Cogs and Levers A blog full of technical stuff

Turning Words into Vectors

Introduction

In our previous post, we covered the preprocessing steps necessary to convert text into a machine-readable format, like tokenization and stop word removal. But once the text is preprocessed, how do we represent it for use in machine learning models?

Before the rise of word embeddings, simpler techniques were commonly used to represent text as vectors. Today, we’ll explore two foundational techniques: One-Hot Encoding and Bag-of-Words (BoW). These methods don’t capture the semantic meaning of words as well as modern embeddings do, but they’re essential for understanding the evolution of Natural Language Processing (NLP).

One-Hot Encoding

One of the simplest ways to represent text is through One-Hot Encoding.
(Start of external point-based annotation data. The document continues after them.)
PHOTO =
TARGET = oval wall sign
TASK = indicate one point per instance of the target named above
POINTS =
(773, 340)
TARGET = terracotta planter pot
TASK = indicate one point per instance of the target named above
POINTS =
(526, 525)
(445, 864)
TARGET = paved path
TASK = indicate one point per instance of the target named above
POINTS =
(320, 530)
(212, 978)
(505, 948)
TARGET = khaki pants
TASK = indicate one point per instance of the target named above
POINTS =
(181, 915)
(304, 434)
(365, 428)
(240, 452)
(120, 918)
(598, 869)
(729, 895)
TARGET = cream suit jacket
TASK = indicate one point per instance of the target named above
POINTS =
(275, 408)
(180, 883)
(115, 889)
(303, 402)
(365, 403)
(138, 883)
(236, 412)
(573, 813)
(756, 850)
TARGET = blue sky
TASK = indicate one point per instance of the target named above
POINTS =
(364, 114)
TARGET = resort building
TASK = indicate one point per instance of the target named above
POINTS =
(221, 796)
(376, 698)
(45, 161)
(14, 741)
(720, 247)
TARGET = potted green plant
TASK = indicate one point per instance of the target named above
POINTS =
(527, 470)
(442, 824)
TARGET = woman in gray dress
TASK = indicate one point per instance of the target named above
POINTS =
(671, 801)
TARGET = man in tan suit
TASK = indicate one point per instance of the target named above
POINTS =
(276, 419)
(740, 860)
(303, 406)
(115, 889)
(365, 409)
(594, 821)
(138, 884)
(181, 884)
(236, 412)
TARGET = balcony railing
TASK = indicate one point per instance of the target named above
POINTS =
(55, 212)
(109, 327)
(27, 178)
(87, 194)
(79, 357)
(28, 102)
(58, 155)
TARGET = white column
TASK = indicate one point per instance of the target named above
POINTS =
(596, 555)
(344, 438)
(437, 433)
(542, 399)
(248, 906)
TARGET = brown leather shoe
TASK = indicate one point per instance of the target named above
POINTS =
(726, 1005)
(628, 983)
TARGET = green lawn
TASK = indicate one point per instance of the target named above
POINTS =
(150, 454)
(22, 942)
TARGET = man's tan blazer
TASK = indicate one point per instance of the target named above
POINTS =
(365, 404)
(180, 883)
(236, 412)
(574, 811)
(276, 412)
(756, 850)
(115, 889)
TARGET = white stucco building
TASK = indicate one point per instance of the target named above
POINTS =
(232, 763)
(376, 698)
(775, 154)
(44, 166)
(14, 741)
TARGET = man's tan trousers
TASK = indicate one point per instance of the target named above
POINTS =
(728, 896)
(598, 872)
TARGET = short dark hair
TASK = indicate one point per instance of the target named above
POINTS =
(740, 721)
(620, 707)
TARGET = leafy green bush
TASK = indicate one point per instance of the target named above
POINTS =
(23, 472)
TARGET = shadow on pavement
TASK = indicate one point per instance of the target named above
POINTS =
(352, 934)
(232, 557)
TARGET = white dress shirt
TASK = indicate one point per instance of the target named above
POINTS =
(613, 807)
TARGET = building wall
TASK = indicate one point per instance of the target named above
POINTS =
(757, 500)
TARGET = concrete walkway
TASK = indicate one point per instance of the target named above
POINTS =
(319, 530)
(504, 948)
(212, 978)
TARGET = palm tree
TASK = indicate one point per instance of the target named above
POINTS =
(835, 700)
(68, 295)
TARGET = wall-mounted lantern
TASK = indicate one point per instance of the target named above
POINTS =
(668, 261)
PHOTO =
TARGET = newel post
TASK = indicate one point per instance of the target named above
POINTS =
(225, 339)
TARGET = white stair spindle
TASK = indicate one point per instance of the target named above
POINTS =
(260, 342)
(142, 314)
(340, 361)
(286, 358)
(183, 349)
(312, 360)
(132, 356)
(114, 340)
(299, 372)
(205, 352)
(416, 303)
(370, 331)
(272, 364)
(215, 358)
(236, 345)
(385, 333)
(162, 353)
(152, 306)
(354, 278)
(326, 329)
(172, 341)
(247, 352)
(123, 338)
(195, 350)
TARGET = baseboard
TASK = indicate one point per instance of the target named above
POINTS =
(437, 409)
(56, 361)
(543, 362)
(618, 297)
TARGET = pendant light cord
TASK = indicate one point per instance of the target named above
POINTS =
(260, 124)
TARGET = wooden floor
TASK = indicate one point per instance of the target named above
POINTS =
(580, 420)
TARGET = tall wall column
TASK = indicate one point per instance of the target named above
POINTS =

In this approach, each word in a vocabulary is represented as a vector where all the elements are zero, except for a single element that corresponds to the word’s index.

Let’s take a small vocabulary:

["I", "love", "NLP"]

The vocabulary size is 3, and each word will be represented by a 3-dimensional vector:

I -> [1, 0, 0] 
love -> [0, 1, 0] 
NLP -> [0, 0, 1]

Each word is “hot” (1) in one specific position, while “cold” (0) everywhere else.

Example

Let’s generate one-hot encoded vectors using Python:

from sklearn.preprocessing import OneHotEncoder
import numpy as np

# Define a small vocabulary
vocab = ["I", "love", "NLP"]
# Reshape the data for OneHotEncoder
vocab_reshaped = np.array(vocab).reshape(-1, 1)

# Initialize the OneHotEncoder
encoder = OneHotEncoder(sparse_output=False)
# Fit and transform the vocabulary
onehot_encoded = encoder.fit_transform(vocab_reshaped)
print(onehot_encoded)

The output shows the three indexed words:

[[1. 0. 0.]
 [0. 0. 1.]
 [0. 1. 0.]]

Each word has a unique binary vector representing its position in the vocabulary.

Drawbacks of One-Hot Encoding

One-Hot Encoding is simple but comes with some limitations:

  • High Dimensionality: For large vocabularies, the vectors become huge, leading to a “curse of dimensionality”.
  • Lack of Semantic Information: One-Hot vectors don’t capture any relationships between words. “love” and “like” would have completely different vectors, even though they are semantically similar.

Bag-of-Words (BoW)

One-Hot Encoding represents individual words, but what about whole documents or sentences? That’s where the Bag-of-Words (BoW) model comes in. In BoW, the text is represented as a vector of word frequencies.

BoW counts how often each word from a given vocabulary appears in the document, without considering the order of words (hence, a “bag” of words).

Let’s take two example sentences:

  1. “I love NLP”
  2. “NLP is amazing”

The combined vocabulary for these two sentences is:

["I", "love", "NLP", "is", "amazing"]

Now, using BoW, we represent each sentence as a vector of word counts:

  1. “I love NLP” -> [1, 1, 1, 0, 0] (since “I”, “love”, and “NLP” appear once, and “is” and “amazing” don’t appear)
  2. “NLP is amazing” -> [0, 0, 1, 1, 1] (since “NLP”, “is”, and “amazing” appear once, and “I” and “love” don’t appear)

Example

We can use CountVectorizer from the sklearn library to easily apply Bag-of-Words to a corpus of text:

from sklearn.feature_extraction.text import CountVectorizer

# Define a set of documents
corpus = [
    "I love NLP",
    "NLP is amazing"
]

# Initialize the CountVectorizer
vectorizer = CountVectorizer()
# Transform the corpus into BoW vectors
X = vectorizer.fit_transform(corpus)

# Display the feature names (the vocabulary)
print(vectorizer.get_feature_names_out())

# Display the BoW representation
print(X.toarray())

The output of which looks like this:

['amazing' 'is' 'love' 'nlp']
[[0 0 1 1]
 [1 1 0 1]]

Limitations of Bag-of-Words

While BoW is a simple and powerful method, it too has its drawbacks:

  1. Sparsity: Like One-Hot Encoding, BoW produces high-dimensional and sparse vectors, especially for large vocabularies.
  2. No Word Order: BoW ignores word order. The sentence “I love NLP” is treated the same as “NLP love I”, which may not always make sense.
  3. No Semantic Relationships: Just like One-Hot Encoding, BoW doesn’t capture the meaning or relationships between words. All words are treated as independent features.

Conclusion

Both One-Hot Encoding and Bag-of-Words are simple and effective ways to represent text as numbers, but they have significant limitations, particularly in capturing semantic relationships and dealing with large vocabularies.

These methods laid the groundwork for more sophisticated representations like TF-IDF (which we’ll cover next) and eventually led to word embeddings, which capture the meaning and context of words more effectively.